Which brings us to Sybil, the saving grace of the Crawley sisterhood. Sybil, who makes her mother cry with her attempt at baking a cake. Sybil, who ain’t got time for no man when the higher duty of nursing calls. (Though I do love dear Bronson and admire him for his daring declaration of love. I have faith that hormones shall prevail.) Sybil, who turns Downton into a convalescent home in which men can recover from war and Thomas can redeem himself for everything he ever did, ever.
Yes, my heart broke into a billion little biscuit pieces watching a vulnerable Thomas open himself up to his fellow wounded soldier while in the hospital. Underneath that scowl and impeccable helmet hair is a suffering man, and maybe – maybe! – there’s a redeemable person in there. And really, who am I to judge? I sang that “Lighters” song as he lifted his hand from the trench in a (successful) attempt to be shot at. Proof that we’re all a little bit a-holey deep down, right?
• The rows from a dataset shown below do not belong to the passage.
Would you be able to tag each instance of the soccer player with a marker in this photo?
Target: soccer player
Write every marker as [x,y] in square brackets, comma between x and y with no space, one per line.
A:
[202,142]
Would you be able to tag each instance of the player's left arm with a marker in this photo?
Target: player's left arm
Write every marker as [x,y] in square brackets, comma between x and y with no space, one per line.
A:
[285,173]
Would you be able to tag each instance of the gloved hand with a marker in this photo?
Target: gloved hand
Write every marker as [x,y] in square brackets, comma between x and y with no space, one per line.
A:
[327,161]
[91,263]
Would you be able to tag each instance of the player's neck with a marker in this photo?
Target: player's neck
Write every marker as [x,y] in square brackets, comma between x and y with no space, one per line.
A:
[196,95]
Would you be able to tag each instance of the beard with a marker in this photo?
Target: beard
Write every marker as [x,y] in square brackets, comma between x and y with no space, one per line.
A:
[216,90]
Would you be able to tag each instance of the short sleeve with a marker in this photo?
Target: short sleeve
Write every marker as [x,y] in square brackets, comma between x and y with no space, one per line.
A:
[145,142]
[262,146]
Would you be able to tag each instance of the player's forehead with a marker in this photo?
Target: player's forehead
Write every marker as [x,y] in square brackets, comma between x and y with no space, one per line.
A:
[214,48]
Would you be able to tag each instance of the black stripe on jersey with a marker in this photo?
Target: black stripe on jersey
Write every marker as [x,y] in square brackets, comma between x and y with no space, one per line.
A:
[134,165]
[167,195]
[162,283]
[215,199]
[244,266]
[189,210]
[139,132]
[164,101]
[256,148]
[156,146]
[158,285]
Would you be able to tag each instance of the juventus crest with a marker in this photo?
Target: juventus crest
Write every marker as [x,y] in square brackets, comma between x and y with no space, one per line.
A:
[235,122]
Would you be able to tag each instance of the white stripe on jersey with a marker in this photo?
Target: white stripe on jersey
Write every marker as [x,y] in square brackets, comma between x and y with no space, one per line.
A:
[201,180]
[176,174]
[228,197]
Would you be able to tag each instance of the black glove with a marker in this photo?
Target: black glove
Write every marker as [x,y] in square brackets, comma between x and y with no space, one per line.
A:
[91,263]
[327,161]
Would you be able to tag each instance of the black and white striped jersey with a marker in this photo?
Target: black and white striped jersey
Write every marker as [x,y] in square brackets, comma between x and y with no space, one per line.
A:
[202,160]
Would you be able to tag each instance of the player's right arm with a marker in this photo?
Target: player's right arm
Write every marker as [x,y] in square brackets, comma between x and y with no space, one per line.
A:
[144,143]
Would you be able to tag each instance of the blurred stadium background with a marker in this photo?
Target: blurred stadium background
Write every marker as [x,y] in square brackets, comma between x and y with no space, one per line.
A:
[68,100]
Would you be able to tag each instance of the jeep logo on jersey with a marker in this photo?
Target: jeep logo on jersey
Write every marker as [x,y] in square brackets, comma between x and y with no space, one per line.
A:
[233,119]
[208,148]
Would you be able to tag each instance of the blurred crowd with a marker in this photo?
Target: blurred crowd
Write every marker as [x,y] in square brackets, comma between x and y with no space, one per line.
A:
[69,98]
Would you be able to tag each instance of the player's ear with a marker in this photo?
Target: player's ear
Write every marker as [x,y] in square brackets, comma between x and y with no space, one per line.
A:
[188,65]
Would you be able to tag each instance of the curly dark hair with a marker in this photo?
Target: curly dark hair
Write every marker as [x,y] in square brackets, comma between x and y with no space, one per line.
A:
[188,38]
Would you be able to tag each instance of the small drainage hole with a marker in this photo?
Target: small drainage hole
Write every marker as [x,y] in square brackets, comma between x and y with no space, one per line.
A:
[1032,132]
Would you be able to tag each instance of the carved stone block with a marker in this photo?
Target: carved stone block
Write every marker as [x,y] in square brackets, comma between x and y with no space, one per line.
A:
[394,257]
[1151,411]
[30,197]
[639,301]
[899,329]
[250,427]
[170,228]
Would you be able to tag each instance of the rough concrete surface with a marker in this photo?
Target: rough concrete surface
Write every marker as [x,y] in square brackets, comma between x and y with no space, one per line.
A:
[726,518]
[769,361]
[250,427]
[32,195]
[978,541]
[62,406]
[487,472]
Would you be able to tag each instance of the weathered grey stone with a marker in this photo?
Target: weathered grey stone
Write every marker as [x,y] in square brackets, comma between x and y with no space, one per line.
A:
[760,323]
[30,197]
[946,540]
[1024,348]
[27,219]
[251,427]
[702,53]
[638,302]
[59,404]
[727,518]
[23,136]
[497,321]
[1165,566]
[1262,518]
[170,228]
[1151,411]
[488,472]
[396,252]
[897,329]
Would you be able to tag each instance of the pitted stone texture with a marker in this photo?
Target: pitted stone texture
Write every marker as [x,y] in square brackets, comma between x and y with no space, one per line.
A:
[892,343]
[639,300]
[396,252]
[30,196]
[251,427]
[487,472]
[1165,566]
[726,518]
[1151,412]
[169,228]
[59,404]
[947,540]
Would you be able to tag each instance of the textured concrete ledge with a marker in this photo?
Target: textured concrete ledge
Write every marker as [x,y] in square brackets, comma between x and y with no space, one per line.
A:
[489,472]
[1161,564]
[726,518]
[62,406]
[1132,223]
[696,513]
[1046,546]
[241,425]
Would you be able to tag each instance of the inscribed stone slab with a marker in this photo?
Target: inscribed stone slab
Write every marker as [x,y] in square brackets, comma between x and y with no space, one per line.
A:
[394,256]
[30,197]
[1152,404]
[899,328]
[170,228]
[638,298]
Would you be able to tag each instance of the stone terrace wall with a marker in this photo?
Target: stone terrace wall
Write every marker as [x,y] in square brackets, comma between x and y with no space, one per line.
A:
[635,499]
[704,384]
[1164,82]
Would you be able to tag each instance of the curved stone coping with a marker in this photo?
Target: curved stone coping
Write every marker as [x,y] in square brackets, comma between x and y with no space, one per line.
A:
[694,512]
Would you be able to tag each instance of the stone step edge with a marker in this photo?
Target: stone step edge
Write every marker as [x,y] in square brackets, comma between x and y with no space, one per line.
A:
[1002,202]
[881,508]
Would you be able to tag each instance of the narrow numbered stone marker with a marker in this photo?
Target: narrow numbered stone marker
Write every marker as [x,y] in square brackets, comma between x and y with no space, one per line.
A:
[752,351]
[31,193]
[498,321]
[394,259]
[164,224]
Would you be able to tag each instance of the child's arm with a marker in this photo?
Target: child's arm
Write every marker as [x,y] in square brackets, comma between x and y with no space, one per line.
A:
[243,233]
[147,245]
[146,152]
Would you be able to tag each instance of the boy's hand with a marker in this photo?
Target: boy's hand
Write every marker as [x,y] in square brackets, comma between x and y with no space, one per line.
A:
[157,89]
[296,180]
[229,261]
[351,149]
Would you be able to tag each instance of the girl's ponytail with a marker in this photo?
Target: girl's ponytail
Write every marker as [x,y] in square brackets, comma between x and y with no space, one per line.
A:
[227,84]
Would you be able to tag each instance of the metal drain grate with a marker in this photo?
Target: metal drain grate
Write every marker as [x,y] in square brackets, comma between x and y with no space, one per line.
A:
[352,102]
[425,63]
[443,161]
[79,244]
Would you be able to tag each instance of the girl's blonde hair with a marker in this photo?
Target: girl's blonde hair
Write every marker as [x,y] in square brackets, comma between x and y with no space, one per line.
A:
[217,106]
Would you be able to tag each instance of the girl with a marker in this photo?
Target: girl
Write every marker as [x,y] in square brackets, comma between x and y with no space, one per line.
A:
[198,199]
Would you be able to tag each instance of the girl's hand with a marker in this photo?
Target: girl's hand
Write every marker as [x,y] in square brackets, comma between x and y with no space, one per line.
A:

All of us, that is, except Mr. Behhhhhts. After a dashing entrance via a smokey train, our sweet Bates returned to his dear Anna and proposed marriage, certain that his wife Vera would consent to a divorce if he offered her his savings. He even tempted Anna with the promise of one day opening a wee inn, which we all know is THE way to a girl’s heart. All we want is to open a B&B in the country! That’s it, mens! Do you not get how easy we ladies are? But all hope evaporated when Vera Bates shows up at Downton and blackmailed her husband into quitting his job by threatening to reveal the details surrounding Mr. Pamuk’s death. At this point, who doesn’t know that Mary was naked and panting while Mr. Pamuk died? But still, Bates takes the bait (you got punned!) and puts the Crawleys’ honor and reputation before his own, leaving Anna alone and weeping next to a pile of fish crates.
And as the major drama developed, little moments — with possibly huge future story lines — unfolded. Daisy kissed William and he made her “his girl” before heading off to war, even though she’s just not that into him. Lady Crawley continues to do O’Brien’s bidding, making her the best-dressed puppet in the entire UK. And O’Brien, though still a manipulative monster, revealed a gentler, sweeter side in this episode. We see her inwardly cringe when discussing the effects of the war on Thomas and she opens up about her family and connects with Mr. Lang about his “shell shock.” Could O’Brien be…flirting? Also, I took this note about O’Brien while watching the episode: “She kinda looks like a hot piece of a** this season. What’s changed?” So there’s that. Also, I am gross.
But most importantly, the Dowager Countess wore a giant headdress crafted solely of a billion raven feathers. That is how it’s done, my friends. That is how it’s done.